Egyptian activists tell govt religious identification 'None of your business'
Photo of an Egyptian identity card that reads: "woman - and that's all (instead of 'religion') - single."
In Egypt, identity cards feature a citizen’s name, picture, profession… and religion! A group of young Egyptian activists feels that this last bit of information is irrelevant, and have launched a Facebook campaign against what they see as government intrusiveness.
The campaign, called “Haga tkhosseni (“None of your business”), was launched by a group of young people that includes Muslims as well as Coptic Christians. They want the government to eliminate the “religion” box on Egyptian identity cards.
The campaign encourages Egyptian citizens to stick a piece of paper that says “human being” or “none of your business” (or some other rejection of this categorization) over the spot where their card reads “Muslim” or “Christian”.
Egypt’s Copts make up about 10% of the country’s population of 85 million people.
A promotional video for the campaign.
“In Egypt, you can be asked to state your religion in all kinds of situations — for example to sign a sales agreement, or even to register for university!”
Mohamed Adam, 25, is a “Haga tkhosseni” activist.
Our goal throughout this campaign is to get the government to remove any mention of religion on official documents, wherever this reference is unnecessary.
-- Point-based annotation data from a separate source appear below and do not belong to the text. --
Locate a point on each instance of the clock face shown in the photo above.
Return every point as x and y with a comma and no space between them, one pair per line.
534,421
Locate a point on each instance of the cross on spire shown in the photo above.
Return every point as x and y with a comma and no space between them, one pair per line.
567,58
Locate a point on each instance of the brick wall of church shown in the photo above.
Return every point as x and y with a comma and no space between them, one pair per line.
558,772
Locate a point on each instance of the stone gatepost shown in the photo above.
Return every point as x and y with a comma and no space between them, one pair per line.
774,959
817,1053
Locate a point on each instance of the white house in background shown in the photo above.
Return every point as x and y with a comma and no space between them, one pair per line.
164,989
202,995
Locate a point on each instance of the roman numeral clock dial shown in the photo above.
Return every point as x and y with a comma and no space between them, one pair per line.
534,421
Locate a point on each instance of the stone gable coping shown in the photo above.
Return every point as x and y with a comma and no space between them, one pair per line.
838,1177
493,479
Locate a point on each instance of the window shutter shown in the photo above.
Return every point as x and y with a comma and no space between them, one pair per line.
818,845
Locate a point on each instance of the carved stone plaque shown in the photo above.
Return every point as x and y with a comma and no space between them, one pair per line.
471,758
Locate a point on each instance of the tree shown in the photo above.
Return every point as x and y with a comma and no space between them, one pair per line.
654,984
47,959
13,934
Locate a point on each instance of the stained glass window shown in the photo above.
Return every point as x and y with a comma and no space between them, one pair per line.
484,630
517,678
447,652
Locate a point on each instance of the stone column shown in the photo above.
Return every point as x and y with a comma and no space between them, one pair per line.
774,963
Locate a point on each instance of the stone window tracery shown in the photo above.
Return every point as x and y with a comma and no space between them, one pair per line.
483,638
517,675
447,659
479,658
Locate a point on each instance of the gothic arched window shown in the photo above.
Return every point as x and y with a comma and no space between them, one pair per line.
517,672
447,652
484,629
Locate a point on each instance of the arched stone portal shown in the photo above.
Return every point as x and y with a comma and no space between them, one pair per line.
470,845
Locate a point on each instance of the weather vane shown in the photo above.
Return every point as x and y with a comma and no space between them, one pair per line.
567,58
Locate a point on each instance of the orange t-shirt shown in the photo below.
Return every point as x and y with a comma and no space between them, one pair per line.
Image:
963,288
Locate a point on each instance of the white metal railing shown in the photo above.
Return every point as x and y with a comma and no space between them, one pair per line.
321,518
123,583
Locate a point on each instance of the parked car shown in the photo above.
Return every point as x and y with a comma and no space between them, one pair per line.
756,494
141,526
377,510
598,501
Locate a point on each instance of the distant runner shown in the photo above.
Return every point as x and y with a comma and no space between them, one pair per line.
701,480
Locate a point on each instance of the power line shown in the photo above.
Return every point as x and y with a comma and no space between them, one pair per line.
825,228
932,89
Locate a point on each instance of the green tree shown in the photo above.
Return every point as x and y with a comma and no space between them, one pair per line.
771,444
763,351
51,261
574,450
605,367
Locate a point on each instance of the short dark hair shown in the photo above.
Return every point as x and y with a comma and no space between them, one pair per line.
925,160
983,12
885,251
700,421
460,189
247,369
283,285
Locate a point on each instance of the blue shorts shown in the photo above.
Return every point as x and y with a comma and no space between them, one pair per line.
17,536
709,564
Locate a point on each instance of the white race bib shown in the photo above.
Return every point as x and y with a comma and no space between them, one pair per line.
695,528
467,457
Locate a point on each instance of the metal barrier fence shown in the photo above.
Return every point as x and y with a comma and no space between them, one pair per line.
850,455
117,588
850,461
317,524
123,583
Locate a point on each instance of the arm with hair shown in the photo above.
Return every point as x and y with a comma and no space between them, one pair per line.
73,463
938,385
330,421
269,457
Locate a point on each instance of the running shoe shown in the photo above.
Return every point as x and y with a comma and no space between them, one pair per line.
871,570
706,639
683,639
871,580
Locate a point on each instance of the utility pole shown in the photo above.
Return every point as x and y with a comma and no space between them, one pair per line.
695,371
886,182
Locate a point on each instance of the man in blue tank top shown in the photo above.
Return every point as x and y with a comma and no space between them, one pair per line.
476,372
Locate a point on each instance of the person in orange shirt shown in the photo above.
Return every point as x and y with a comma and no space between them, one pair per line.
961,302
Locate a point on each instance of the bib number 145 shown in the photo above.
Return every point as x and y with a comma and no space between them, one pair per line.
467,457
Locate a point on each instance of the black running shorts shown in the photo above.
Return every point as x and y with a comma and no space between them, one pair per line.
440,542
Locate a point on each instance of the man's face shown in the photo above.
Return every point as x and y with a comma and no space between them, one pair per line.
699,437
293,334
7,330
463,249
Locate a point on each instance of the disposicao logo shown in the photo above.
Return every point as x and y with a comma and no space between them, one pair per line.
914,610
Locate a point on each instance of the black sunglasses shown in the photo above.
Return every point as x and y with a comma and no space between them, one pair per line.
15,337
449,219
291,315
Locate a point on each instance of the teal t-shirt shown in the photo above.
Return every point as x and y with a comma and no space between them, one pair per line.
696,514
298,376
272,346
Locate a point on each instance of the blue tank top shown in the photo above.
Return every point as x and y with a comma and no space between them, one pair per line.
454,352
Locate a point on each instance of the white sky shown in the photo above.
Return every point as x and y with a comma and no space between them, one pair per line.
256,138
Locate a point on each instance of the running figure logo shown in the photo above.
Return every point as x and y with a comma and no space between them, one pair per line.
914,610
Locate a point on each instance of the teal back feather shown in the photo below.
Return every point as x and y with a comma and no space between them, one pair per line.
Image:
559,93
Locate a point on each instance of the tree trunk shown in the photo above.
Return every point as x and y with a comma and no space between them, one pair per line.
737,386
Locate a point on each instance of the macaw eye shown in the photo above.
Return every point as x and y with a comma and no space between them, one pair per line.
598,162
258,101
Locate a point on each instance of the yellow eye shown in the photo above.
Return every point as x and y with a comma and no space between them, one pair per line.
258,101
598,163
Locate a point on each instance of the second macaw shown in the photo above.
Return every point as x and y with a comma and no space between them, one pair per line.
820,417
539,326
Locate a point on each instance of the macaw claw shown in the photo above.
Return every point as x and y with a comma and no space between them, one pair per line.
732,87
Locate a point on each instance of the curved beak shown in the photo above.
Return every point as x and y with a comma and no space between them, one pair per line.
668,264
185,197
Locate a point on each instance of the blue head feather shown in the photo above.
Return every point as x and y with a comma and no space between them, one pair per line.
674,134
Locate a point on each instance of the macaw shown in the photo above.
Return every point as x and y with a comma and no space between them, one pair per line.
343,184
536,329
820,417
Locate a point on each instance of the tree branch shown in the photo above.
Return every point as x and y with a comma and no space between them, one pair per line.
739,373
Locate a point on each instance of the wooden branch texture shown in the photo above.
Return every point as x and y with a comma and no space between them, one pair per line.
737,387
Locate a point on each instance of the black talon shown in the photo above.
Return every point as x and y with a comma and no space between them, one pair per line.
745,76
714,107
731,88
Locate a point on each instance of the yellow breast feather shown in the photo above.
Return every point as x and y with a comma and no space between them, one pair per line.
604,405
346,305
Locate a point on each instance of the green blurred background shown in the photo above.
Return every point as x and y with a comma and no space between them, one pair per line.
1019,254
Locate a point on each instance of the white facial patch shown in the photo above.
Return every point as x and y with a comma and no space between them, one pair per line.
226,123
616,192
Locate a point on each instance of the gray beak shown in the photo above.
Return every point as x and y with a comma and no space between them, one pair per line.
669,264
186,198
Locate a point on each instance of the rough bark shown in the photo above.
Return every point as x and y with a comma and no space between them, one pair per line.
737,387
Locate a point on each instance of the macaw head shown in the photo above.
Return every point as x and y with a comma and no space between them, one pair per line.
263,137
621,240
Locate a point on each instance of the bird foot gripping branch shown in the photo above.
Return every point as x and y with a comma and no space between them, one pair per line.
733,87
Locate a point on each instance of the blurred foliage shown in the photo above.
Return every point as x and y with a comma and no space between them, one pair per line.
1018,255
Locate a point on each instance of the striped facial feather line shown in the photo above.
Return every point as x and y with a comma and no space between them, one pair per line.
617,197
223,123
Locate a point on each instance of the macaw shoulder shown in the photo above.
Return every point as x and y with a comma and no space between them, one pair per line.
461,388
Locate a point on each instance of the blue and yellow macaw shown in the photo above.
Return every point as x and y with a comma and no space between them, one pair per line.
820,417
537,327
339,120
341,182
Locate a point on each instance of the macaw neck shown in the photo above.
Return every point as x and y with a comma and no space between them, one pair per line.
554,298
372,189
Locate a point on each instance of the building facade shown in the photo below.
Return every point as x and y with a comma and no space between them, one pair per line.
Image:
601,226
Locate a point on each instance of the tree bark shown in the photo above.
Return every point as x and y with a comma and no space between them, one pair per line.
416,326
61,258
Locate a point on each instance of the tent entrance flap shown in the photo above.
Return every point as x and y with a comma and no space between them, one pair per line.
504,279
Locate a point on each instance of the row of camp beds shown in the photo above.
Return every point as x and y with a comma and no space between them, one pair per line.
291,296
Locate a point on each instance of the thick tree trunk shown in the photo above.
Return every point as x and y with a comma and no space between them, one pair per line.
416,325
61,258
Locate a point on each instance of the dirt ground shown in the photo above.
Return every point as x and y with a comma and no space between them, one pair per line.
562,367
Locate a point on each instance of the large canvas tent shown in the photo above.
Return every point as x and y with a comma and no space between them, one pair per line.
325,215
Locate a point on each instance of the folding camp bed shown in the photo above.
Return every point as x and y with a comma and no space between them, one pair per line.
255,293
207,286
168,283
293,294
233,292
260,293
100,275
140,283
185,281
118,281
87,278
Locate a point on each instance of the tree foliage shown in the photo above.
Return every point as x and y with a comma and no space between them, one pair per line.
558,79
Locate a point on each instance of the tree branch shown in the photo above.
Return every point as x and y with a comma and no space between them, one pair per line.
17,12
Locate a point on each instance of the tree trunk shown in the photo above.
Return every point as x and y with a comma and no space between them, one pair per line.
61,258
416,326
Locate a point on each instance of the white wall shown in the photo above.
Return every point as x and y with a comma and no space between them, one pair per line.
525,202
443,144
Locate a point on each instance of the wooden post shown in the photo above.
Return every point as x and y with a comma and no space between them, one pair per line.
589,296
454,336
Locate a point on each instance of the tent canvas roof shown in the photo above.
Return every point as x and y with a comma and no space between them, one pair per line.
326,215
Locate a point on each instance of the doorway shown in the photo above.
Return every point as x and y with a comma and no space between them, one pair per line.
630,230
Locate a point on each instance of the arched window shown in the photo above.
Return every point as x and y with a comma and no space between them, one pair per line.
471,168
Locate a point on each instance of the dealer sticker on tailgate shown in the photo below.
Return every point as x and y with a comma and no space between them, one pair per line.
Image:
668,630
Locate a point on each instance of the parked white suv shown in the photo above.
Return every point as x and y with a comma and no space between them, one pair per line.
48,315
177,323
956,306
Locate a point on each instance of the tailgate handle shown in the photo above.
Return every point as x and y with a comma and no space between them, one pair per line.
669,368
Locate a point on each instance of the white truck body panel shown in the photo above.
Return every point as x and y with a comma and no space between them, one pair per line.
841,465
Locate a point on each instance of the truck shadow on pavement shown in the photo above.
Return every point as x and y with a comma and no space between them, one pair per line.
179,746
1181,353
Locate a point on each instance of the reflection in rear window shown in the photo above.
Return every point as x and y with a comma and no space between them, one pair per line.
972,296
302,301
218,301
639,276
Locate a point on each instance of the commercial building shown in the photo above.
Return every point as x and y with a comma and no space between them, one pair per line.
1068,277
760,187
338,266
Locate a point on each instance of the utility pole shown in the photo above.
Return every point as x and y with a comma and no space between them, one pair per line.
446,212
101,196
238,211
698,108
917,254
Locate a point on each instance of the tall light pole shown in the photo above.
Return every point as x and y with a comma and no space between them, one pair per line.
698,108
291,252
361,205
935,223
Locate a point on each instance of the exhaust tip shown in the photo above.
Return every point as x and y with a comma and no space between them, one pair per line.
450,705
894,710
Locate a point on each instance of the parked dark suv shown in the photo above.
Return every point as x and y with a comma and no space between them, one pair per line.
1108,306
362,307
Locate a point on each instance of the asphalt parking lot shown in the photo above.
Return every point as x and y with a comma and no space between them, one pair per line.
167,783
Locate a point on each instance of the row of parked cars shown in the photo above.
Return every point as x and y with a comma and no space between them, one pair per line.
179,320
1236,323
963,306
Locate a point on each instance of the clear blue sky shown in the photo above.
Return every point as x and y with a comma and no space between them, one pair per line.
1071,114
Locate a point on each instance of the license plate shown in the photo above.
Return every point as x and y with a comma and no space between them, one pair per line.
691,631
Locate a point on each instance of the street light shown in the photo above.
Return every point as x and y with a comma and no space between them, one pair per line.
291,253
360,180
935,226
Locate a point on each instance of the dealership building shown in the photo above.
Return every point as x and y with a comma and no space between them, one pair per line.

We focused on identity cards because they are Egyptian citizens’ primary form of documentation. But in Egypt, you can also be asked to state your religion in all kinds of situations — for example, to sign a sales agreement, or even to register for university! In what way could this piece of information possibly be useful — much less necessary — in these cases?
We chose to launch this campaign in response to recent anti-Coptic violence in Egypt. Since the Muslim Brotherhood has come to power, we have unfortunately been hearing more and more hate speech against Christians in Egypt, namely from public figures close to the ruling party. This is not to say that these religious tensions did not exist under [former president Hosni] Mubarak, who in fact used them for his own advantage. [Editor’s Note: Mubarak portrayed himself as the last barrier protecting Copts from Islamist extremists]. Now that the revolution has taken place, everyone has the right to speak freely. The perverse effect of this newfound freedom is that hate speech has spread, and that it is going unpunished.
"In order to get beyond religious conflict, the first thing to do is put an end to this kind of arbitrary distinction"
There are of course other ways to figure out an Egyptian’s religious affiliation: you don’t need to look at someone’s identity card to know that guy named Mohamed is Muslim or that one named Gergess is Coptic! Moreover, many Copts get crosses tattooed on their wrists. But this is a personal choice, like that of practising a religion, not a distinction imposed by the state.
We received an email from an Egyptian woman who had hidden the religion box on her identity card when she went to a government office to fill out some routine paperwork. The employee looked at her identity card and asked her why she had hidden the religion box. The young woman asked him if this detail was necessary. Since it was not, the employee went on with his work.
A government bureaucrat would never dare ask to see someone’s tattoo to determine whether they are a Copt or a Muslim. That would be shocking. Yet the government gives them the ability to make this exact same distinction in a completely legal manner. To mention religion on someone’s administrative documents opens the door to discrimination. In order to get beyond religious conflict, the first thing to do is put an end to this kind of arbitrary distinction.